There’s practical good advice: “You might be taking the right way,/or you’ll be going the wrong way…/If you do get lost, just dial 911” (John Harold Gordon); a philosophical disquisition on the nose: “that thing in the middle of your face/that you use to smell with…/Could we live without a nose?/Yes, we can./I saw a man that only had/the inside of the nose facing outward.” (Mimi Miller); and awed appreciation of the horseback-riding prowess of the legendary Buffalo Bill: “I couldn’t believe he could/stand up on a horse/without falling off!” (John Harold Gordon again). With commentary: “When you’re on a horse like that/you gotta have good balance./If you don’t keep that balance/you will be fallin’ backwards./And that can’t happen/if you’re Buffalo Bill.”

Meanwhile, the visual art is a delight. For example, the cover artwork, by John Montedoro, called People, City, Friends, House, in marker on acrylic on canvas, that on close inspection consists of human figures and faces amid geometrical forms—circles and rectangles—representing each of the title items in one grand semi-abstract design.

And Kimber Rodgers’ superb clay and mixed-media sculpture of a woman giving birth. And Debbie Medwin’s lovely impressionistic depiction of pussy willows against a blue sky with fleecy clouds echoing visual-effect auras around the furry buds and pods. (Do pussy willows have pods? These do.) And Eric Johnson’s relief print of a zoo animal—a baby rhino, it looks like—in a few contrasting monotone shades.

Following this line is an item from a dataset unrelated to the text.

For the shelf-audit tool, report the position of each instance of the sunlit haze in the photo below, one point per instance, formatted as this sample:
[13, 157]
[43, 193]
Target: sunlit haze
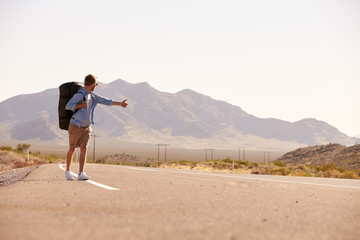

Chase Lobely has a triply ferocious-looking Cerberus with three heads and serpent tail, and Paul Chandler a mysterious-looking fiber and mixed media creation he calls “Batboy.” Not a baseball reference, but not the Batboy we know from the comics and movies, either. A completely original interpretation.

And much more art, by 16 visual artists in all.

The Starlight Studio and Art Gallery is a program of the Learning Disabilities Association of Western New York. Starlight’s Genesis was edited by Katherine A. Loewen, and made possible with help from Geoffrey Gatza, Joe and Patti Cosgrove, and Greg and Suzi Loewen.